Sen. Elizabeth Warren, D-Mass., lambasted Securities and Exchange Commission Chairwoman Mary Jo White in a Tuesday letter about her “broken promises” of agency action on major consumer protection issues, and urged White to “step up to the job” of protecting investors.
“I am disappointed by the significant gap between the promises you made during and shortly after your confirmation and your performance as SEC chair,” Warren told White in the 13-page letter. “You have been SEC chair for over two years, and to date, your leadership of the Commission has been extremely disappointing.”
Warren then detailed four areas where she said White made promises to the Senate but failed to follow through.
Under White’s leadership, Warren said, the SEC has failed to finalize Dodd-Frank rules requiring disclosure of the ratio of CEO pay to the median worker; curb the use of waivers for companies found to be in violation of securities law; and has settled the vast majority of cases without requiring the companies admit guilt. White has been unable to participate in “numerous cases because of recusals” related to her prior employment at the Wall Street defense firm Debevoise & Plimpton, Warren wrote.
Warren also stated the White has been and will continue to recuse herself from certain cases because of her husband’s “ongoing employment” at Wall Street defense firms. White’s husband, John, is a partner at Cravath, Swaine & Moore.
White has recused herself from more than four dozen enforcement investigations, The New York Times reported in February.
“The impact of recusal on the operations of the SEC can be quite damaging,” Warren wrote.
Warren also stated her disappointment with the new SEC rules under the Jumpstart Our Business Startups (JOBS) Act for small-business capital formation that “pre-empt state consumer protections.”
But White shot back in a Tuesday statement that she is “very proud of the agency’s achievements under my leadership, including our record year in enforcement and the Commission’s efforts in advancing more than 30 congressionally mandated rulemakings and other transformative policy initiatives to protect investors and strengthen our markets.”
Sen. Warren’s “mischaracterization of my statements and the agency’s accomplishments is unfortunate,” White said, “but it will not detract from the work we have done, and will continue to do, on behalf of investors.”
Under White, the agency has changed its “neither admit nor deny” policy to require admissions of guilt in more egregious cases. Warren asked White to provide to her by July 1 answers to six questions, including all the investigations and cases for which she’s recused herself, a list of all settlements since Sept. 2014 with information on whether they included admission of guilt and a timeline for the completion of the CEO pay rule.
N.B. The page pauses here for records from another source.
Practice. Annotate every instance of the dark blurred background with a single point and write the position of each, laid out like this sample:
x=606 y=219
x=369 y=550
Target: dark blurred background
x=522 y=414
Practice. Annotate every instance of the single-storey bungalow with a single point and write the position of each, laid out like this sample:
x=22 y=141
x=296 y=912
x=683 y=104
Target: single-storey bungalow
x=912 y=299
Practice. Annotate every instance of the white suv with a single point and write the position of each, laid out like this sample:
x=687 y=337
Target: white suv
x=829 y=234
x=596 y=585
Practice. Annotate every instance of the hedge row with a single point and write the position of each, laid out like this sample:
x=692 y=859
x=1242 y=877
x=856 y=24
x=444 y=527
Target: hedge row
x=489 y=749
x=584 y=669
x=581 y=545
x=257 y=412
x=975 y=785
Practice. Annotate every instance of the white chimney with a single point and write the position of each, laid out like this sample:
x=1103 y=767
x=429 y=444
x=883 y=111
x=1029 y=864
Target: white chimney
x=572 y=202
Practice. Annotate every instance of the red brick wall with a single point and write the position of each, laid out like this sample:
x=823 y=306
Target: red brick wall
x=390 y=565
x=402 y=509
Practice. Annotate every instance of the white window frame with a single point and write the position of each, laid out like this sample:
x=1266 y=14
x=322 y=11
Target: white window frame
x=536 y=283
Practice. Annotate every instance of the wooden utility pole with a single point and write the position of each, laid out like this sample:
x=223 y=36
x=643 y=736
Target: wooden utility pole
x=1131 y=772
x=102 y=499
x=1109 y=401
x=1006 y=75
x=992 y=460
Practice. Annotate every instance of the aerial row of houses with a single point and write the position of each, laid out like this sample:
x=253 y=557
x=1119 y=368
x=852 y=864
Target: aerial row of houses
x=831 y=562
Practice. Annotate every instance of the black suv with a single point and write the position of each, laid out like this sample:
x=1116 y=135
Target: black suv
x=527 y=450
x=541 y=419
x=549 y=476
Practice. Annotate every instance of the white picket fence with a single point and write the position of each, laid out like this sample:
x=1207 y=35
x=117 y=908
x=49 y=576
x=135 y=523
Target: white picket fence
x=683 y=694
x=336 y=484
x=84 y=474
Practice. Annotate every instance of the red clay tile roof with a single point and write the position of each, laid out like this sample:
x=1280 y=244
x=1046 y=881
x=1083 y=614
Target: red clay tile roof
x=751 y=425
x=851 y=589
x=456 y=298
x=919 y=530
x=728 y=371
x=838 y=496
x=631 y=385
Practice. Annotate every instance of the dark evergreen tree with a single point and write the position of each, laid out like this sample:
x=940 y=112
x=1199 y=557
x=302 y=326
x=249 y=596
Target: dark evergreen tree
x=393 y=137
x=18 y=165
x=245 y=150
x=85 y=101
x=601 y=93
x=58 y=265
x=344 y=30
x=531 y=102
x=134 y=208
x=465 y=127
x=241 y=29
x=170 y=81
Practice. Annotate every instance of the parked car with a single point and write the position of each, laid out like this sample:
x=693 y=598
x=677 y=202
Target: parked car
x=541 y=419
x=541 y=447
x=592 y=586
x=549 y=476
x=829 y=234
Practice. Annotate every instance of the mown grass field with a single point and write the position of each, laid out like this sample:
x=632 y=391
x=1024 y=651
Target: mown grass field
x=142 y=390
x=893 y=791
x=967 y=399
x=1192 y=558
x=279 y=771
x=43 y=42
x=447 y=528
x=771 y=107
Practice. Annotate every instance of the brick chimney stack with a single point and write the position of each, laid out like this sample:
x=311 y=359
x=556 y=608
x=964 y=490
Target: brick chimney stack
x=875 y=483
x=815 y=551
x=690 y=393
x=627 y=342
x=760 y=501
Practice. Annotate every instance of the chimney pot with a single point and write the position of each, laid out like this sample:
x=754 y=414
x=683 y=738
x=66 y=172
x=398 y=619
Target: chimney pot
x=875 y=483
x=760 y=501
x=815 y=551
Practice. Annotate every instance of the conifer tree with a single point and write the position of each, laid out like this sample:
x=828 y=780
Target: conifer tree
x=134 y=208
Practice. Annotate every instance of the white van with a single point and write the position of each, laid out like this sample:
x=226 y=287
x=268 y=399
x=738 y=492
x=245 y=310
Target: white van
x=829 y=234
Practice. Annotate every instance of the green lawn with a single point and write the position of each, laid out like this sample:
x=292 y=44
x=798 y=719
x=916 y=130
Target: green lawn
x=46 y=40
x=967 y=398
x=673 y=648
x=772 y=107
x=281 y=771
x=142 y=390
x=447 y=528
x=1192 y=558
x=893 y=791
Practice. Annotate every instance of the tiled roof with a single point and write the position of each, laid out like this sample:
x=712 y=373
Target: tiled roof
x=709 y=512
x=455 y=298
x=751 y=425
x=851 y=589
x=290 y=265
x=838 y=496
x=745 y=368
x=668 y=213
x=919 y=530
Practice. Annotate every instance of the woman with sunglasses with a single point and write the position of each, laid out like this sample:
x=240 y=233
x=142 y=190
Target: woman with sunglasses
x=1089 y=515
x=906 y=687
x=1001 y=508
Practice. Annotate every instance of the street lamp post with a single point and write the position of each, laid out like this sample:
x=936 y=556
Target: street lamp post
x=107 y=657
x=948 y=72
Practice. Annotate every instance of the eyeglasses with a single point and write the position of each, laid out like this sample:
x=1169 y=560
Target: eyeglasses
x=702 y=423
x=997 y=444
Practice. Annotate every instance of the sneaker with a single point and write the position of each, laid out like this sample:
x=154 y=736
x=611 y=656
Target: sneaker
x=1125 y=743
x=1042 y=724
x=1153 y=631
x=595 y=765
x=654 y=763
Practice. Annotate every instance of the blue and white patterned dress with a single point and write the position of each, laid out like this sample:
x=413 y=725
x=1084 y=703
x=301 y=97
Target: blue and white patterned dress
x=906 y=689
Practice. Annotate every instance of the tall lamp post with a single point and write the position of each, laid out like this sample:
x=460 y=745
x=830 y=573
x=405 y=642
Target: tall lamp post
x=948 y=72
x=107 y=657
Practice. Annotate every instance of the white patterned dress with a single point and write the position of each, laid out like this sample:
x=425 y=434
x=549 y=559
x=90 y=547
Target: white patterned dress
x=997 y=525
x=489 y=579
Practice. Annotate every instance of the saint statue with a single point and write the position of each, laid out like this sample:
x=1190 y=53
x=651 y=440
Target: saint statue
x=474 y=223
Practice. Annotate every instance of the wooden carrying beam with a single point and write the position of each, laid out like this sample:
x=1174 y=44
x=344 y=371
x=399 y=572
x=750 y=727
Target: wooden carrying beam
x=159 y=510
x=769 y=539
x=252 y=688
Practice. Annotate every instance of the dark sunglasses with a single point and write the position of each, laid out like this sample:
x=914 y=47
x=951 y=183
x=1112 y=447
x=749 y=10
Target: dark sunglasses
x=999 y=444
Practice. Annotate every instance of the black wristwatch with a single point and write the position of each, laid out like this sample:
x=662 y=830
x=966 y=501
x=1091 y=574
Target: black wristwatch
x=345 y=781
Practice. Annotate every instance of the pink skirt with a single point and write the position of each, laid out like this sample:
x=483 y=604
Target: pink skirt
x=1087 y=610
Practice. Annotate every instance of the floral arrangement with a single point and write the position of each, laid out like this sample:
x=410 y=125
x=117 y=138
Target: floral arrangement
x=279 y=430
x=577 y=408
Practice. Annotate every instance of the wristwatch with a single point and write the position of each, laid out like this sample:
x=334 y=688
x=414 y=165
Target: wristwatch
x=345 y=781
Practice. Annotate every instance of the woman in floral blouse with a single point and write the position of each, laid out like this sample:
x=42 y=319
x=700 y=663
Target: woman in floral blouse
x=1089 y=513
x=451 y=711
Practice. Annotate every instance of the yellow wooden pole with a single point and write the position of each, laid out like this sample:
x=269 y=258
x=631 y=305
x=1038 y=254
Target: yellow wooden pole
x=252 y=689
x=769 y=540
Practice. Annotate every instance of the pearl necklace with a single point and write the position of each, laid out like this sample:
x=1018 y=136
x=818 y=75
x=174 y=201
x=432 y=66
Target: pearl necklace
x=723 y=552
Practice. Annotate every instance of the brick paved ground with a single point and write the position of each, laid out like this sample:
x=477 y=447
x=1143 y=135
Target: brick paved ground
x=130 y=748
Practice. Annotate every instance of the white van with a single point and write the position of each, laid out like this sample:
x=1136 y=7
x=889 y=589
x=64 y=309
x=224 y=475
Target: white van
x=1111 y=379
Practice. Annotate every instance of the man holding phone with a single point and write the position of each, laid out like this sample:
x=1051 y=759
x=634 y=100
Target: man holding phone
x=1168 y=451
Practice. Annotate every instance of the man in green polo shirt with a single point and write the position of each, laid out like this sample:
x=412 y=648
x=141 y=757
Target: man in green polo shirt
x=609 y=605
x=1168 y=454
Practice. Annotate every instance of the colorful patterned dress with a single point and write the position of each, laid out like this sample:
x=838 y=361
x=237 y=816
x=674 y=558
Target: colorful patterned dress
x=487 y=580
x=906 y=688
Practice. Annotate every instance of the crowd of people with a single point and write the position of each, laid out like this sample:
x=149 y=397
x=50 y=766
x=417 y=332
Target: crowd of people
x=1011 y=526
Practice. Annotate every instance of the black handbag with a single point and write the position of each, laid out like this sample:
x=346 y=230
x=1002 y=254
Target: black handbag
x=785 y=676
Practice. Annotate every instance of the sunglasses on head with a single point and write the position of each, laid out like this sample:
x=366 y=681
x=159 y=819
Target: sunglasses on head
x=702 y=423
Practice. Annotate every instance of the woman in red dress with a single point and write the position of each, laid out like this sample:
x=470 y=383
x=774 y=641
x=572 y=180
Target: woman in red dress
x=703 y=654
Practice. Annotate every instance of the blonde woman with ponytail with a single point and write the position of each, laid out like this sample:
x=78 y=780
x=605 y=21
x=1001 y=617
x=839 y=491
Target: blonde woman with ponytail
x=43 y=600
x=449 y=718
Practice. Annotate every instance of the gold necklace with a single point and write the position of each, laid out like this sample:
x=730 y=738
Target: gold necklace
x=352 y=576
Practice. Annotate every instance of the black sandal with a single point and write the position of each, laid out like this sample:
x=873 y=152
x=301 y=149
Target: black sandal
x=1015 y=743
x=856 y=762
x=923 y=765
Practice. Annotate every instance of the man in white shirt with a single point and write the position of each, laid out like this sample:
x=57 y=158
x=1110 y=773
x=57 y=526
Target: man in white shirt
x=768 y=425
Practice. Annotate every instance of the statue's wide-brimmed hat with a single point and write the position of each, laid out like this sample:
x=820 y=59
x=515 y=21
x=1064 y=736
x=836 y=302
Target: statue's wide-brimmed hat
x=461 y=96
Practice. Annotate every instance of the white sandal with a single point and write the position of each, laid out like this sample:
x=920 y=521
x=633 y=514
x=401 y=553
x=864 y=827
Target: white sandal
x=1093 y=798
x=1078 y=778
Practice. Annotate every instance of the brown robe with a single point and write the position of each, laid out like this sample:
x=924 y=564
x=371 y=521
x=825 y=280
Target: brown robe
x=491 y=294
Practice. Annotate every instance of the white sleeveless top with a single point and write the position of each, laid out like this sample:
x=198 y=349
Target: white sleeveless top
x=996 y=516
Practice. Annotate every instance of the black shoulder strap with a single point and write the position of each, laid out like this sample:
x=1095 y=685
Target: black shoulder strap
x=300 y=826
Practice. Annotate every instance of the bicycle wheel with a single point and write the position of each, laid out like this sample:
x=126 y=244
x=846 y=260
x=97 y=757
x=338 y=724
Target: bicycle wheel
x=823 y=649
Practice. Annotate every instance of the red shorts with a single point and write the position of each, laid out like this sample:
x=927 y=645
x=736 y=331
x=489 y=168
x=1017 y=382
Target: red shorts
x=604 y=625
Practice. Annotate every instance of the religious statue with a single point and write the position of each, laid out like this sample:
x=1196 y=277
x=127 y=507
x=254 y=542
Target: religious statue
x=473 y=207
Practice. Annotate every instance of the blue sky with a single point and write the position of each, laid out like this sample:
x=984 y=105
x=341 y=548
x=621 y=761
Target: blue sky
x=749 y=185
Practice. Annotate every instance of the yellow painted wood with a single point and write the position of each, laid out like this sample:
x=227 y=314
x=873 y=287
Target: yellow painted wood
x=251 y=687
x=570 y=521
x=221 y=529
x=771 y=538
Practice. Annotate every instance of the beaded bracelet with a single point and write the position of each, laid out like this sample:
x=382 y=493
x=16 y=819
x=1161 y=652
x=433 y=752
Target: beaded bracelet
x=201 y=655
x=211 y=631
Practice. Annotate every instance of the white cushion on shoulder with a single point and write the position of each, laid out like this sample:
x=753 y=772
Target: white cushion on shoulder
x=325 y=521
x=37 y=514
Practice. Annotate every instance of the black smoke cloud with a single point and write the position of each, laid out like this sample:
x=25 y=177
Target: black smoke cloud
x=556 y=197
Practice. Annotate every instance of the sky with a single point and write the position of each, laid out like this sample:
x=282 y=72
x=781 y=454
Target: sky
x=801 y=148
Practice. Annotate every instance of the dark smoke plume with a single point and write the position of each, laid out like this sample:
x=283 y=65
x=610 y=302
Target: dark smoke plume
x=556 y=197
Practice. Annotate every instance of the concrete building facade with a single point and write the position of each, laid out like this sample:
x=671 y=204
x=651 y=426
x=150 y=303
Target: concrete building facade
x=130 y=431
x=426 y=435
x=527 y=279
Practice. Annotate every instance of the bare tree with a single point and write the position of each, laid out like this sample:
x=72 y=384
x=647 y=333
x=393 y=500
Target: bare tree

Warren accused White of providing her with “misleading information” regarding the SEC’s timeline on that rule during a May 21 meeting. Warren cited a recently issued regulatory timeline by the Office of Management and Budget, which states that the CEO pay rule wouldn’t be finalized until April 2016, which ran counter to White’s statements to her and members of Congress that such a rule would be out by fall.
An SEC official who asked not to be named told ThinkAdvisor Tuesday that White is “committed to complete the rule within the timeframe she described to Sen. Warren, which is by fall.”